Kaum betraten wir die Brücke, als Sirenen aufheulten und die Kinder losplärrten. Ich sage zu ihnen: „Ihr könnt weinen und schreien, so viel ihr wollt – nur lauft und bleibt nicht stehen.“
Wir übernachteten bei meinem Sohn. Ich erinnere mich nicht einmal daran, wie wir die Wohnung betraten. Er erzählte mir dann, ich sei eingeschlafen und er habe mich einfach ins Haus gezogen und ins Bett gelegt. Ich erwachte in den Kleidern, in denen ich im Keller in Anatewka geschlafen hatte, und mit einer Maske auf dem Kinn. Das war sehr komisch… Am nächsten Tag ließ sich das Ministerium für Integration im Hotel nieder – dort, in Beer-Schewa.
Als wir uns fragten, wo wir wohnen würden, orientierte ich mich an den Bildungseinrichtungen, um die jüdische Erziehung beizubehalten, die die Kinder in der Ukraine erhalten hatten. Wir haben Freunde in Kirjat-Malachi – wir mieteten dort eine Wohnung, die Kinder gingen in die Schule, langsam richten wir uns ein.

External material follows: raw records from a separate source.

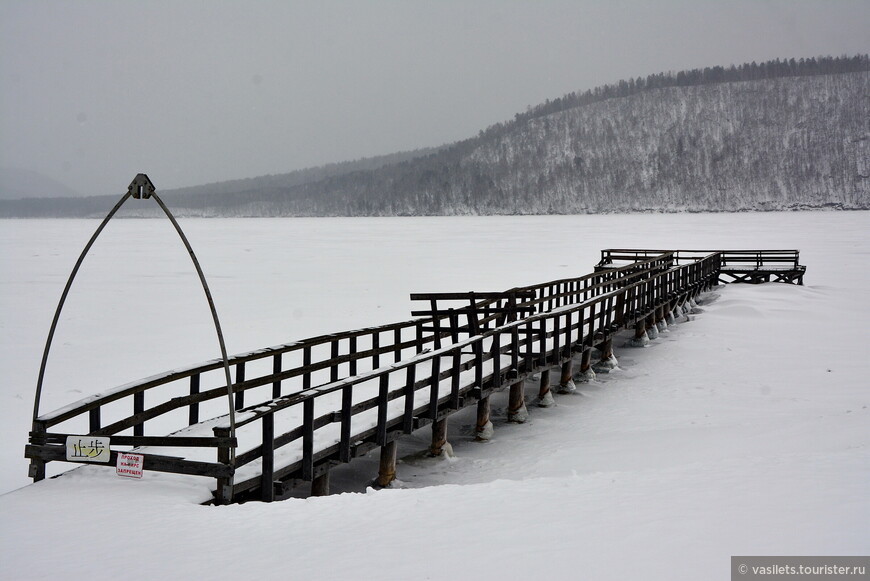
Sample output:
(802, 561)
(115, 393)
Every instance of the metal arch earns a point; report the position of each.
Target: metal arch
(132, 191)
(217, 324)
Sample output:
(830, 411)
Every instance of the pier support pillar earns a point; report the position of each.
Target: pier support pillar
(387, 465)
(640, 337)
(517, 412)
(586, 374)
(652, 331)
(483, 430)
(439, 436)
(545, 396)
(566, 383)
(608, 360)
(320, 485)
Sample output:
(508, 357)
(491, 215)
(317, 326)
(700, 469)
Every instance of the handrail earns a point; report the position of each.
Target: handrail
(571, 315)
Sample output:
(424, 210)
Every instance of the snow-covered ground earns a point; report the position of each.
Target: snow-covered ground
(742, 431)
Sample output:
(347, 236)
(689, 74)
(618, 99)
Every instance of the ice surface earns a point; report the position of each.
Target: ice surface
(743, 431)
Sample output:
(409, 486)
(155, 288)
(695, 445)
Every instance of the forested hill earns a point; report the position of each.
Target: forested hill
(776, 136)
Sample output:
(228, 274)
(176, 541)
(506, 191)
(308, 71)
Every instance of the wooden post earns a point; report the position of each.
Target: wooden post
(483, 429)
(36, 470)
(586, 374)
(320, 484)
(650, 324)
(517, 412)
(585, 361)
(566, 383)
(387, 467)
(439, 436)
(640, 337)
(267, 488)
(607, 361)
(545, 396)
(224, 492)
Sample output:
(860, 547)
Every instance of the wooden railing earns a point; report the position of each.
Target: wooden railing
(327, 399)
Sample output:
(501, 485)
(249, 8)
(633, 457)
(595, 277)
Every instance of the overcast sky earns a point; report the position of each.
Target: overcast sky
(193, 92)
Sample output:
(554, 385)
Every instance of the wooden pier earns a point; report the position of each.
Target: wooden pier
(302, 408)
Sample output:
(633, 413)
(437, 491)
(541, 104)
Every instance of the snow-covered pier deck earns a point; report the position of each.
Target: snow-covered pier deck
(302, 408)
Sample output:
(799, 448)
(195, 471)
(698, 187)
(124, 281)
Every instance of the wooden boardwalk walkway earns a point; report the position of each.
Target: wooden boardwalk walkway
(301, 408)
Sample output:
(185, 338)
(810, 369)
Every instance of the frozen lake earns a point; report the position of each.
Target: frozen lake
(785, 366)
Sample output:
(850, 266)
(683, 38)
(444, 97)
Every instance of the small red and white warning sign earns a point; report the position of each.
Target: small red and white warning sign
(130, 465)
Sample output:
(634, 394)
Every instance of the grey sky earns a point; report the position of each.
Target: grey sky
(92, 92)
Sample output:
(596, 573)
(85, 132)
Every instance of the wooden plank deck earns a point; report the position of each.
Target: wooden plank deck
(303, 407)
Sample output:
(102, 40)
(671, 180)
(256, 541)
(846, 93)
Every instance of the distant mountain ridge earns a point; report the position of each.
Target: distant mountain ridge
(781, 135)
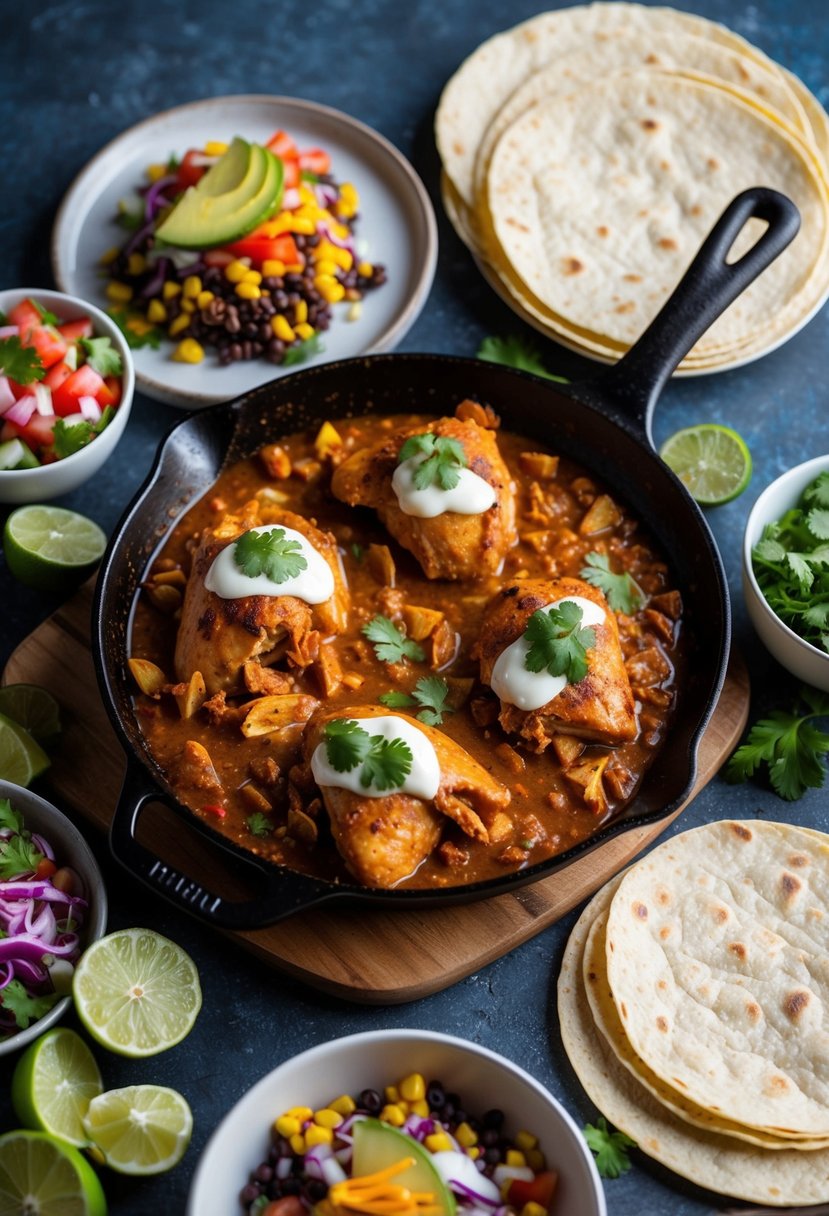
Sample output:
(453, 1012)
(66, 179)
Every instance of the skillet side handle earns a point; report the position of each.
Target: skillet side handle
(704, 292)
(282, 896)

Das Trauma ist natürlich nicht vorbei – immer wieder weint eines der Kinder. Wir hatten jetzt ein wunderbares Purim-Fest – die gesamte Stadt feierte, viele Clowns, Vergnügungen, Mahlzeiten, alles sehr schön. Und plötzlich warf Josef alles hin, lief nach Hause und schluchzte stark: „Mama, wie kann ich feiern, wenn die Kinder in der Ukraine sich kein Kostüm kaufen können, weder Mohntaschen probieren, noch Mischloach Manot (Süßigkeiten) bekommen, bei ihnen dort ist kein Purim, nur Explosionen.“ Er regte sich so auf, dass er alles hinwarf, was er geschenkt bekommen hatte – sagte, dass er überhaupt nichts wolle, sich nicht freuen könne, wenn so etwas passiert. Und gleichzeitig dachte er an seinen Vater und dass wir ohne ihn feierten. Wenn es den Kindern schlecht geht, denken sie sofort an Papa und das ist sehr schmerzhaft.